4. It is painful to be compelled to say that the Court is taking a retrogressive step in the administration of criminal justice. I can only hope that it is a temporary, perhaps an ad hoc, deviation from a long course of decisions. By its change of direction the Court affords new inducement to police and prosecutors to employ the third degree, whose use the Wickersham Commission found “widespread” more than thirty years ago and *202which it unsparingly condemned as “conduct . . . vio-lative of the fundamental principles of constitutional liberty.” IV Reports, National Commission on Law Observance and Enforcement, 1, 4, 6 (1931).*
The Wickersham Commission deemed it its duty “to lay the facts — the naked, ugly facts — of the existing abuses before the public,” id., at 6, in the hope of arousing public awareness, and thereby public condemnation, of such abuses. It surely is not self-deluding or boastful to believe that the series of cases in which this Court reversed convictions because of such abuses helped to educate public opinion and to arouse in prosecutors and police not only a wholesome fear but also a more conscientious feeling against resort to these lazy, brutal methods.
In addressing himself to law enforcement officials, Director J. Edgar Hoover of the Federal Bureau of Investigation has made these observations: “One of the quickest ways for any law enforcement officer to bring public disrepute upon himself, his organization and the *203entire profession is to be found guilty of a violation of civil rights. . . . Civil rights violations are all the more regrettable because they are so unnecessary.
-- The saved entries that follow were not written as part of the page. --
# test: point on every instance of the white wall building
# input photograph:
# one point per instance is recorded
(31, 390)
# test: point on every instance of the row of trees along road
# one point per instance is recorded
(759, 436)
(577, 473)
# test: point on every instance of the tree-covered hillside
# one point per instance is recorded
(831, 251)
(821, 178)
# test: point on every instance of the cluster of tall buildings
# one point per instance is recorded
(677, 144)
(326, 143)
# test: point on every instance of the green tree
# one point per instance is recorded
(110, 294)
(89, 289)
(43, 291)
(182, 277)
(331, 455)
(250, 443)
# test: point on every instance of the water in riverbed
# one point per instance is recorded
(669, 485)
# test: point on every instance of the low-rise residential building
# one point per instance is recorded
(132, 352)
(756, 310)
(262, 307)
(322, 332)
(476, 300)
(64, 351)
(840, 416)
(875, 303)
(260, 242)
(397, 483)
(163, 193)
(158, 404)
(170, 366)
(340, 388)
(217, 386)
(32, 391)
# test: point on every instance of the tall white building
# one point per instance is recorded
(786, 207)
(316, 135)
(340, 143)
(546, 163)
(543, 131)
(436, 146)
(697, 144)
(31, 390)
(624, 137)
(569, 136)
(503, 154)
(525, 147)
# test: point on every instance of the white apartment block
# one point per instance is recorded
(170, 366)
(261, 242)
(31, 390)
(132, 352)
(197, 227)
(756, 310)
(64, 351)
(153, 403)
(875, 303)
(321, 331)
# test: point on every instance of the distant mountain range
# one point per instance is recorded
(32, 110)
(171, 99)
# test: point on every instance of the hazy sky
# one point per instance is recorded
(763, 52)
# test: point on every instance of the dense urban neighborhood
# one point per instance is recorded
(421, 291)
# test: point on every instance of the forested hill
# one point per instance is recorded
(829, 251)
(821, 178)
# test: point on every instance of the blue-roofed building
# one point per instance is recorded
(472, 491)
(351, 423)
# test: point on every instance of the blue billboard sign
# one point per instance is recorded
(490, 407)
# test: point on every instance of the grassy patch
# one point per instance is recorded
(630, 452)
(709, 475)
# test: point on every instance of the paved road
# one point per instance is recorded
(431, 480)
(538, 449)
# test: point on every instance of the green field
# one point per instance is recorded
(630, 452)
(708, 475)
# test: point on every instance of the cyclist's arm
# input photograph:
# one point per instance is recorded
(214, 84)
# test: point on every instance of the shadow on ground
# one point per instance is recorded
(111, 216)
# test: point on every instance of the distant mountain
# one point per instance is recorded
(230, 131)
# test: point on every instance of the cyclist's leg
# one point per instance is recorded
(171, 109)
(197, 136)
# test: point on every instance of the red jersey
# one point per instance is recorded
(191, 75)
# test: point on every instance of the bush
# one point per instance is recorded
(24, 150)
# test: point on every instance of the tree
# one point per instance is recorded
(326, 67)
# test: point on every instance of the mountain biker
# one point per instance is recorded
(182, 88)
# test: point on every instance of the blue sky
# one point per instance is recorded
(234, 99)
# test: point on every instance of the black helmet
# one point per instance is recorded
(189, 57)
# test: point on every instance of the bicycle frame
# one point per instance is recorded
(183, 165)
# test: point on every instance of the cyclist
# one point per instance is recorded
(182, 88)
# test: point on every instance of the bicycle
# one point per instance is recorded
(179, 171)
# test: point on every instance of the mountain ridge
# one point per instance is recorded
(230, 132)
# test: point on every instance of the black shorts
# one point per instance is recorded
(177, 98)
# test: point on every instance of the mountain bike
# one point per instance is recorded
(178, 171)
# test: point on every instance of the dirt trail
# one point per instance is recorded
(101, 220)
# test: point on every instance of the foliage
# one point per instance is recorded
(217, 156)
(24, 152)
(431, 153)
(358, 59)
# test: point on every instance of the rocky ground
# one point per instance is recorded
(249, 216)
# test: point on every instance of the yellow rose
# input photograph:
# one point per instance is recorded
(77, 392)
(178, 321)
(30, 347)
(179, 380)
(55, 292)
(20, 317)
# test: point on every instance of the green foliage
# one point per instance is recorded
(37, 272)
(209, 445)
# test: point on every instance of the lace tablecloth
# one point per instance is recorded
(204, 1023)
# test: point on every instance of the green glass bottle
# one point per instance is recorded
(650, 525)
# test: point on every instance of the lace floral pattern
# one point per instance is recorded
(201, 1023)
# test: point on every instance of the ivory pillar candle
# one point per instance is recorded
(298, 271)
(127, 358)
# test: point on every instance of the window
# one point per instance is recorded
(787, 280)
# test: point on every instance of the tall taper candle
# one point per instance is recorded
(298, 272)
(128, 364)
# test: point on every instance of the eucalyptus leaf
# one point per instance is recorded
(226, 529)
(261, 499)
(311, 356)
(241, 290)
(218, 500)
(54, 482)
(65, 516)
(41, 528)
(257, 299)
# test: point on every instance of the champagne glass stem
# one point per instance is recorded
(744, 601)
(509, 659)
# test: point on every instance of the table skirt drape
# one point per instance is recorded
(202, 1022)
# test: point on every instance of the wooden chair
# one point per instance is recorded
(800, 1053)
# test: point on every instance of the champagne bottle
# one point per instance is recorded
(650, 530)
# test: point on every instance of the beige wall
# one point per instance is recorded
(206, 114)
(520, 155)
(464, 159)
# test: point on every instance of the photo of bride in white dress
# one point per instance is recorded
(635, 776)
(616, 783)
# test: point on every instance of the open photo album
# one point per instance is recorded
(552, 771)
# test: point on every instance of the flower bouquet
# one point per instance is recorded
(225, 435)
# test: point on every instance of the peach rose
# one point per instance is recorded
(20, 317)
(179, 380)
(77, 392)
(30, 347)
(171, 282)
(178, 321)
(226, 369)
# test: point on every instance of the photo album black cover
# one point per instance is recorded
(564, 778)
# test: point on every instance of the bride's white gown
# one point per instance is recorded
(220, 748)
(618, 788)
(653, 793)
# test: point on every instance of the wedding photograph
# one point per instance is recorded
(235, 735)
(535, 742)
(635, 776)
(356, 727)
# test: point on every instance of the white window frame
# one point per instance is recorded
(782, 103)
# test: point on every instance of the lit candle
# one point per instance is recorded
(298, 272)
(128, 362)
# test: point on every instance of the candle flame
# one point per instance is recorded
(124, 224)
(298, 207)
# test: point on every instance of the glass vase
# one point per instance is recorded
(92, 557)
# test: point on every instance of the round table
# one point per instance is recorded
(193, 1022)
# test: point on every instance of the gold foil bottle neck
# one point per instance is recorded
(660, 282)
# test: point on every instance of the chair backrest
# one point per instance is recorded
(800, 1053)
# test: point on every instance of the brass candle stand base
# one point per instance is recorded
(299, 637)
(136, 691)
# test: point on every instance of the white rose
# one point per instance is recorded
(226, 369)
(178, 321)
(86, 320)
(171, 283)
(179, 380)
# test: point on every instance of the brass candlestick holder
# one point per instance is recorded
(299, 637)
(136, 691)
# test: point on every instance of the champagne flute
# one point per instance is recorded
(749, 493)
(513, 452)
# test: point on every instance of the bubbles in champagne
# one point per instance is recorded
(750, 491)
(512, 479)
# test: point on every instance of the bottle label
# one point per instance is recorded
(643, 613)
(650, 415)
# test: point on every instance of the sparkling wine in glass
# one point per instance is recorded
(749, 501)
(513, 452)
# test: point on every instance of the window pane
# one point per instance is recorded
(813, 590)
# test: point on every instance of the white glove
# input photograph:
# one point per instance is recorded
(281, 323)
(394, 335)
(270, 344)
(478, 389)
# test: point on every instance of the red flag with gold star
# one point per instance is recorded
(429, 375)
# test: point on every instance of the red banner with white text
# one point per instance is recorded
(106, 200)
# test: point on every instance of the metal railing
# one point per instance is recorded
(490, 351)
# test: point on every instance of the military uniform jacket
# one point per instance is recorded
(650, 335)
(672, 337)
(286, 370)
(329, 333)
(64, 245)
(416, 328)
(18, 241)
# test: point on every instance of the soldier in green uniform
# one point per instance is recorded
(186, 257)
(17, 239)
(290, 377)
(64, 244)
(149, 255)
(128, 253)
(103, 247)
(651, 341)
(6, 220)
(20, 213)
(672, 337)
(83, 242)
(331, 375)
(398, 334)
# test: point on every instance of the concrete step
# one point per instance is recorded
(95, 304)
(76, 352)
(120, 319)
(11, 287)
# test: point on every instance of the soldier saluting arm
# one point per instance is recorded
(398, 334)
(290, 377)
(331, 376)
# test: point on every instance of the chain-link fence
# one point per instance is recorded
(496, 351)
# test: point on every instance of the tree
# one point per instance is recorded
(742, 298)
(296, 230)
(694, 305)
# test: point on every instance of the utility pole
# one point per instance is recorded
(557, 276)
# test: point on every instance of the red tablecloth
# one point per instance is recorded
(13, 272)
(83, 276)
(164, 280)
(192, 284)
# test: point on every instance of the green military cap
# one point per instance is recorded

Professional standards in law enforcement provide for fighting crime with intelligence rather than force.” (FBI Law Enforcement Bulletin, September, 1952, p. 1.) But if law officers learn that from now on they can coerce confessions without risk, since trial judges may admit such confessions provided only that, perhaps through the very process of extorting them, other evidence has been procured on which a conviction can be sustained, police in the future even more so than in the past will take the easy but ugly path of the third degree. I do not remotely suggest that any such result is contemplated by the Court. But it will not be the first time that results neither desired nor foreseen by an opinion have followed.
5. The matters which I have thus briefly stated cut so deep as to call for full exposition. Since promptness in the disposition of criminal cases is one of the most important factors for a civilized system of criminal justice, I must content myself now with this summary of my views without their elaboration.
The great weight to be attached to the findings of the Wickersham Commission is attested by the impressive experience represented by the members of that Commission. The Chairman, George W. Wick-ersham, was one of the most notable Attorneys General in the history of that office; Newton D. Baker, after a distinguished public career as Mayor of Cleveland and Secretary of War, became a recognized leader of our bar; William I. Grubb had a long career as one of the most esteemed judges on the federal bench; William S. Kenyon served with distinction first as a United States Senator and later as a federal judge; Monte M. Lemann contributed the balanced judgment derived from his recognized position at the bar; Frank L. Loesch, apart from his general qualifications, brought to the work of the Commission specialized competence in the administration of the criminal law; Paul J. McCormick was a United States district judge of conspicuous courage and hardheadedness; Dean Roscoe Pound’s “Criminal Justice in America” is only one bit of evidence of the authority with which he speaks in this field.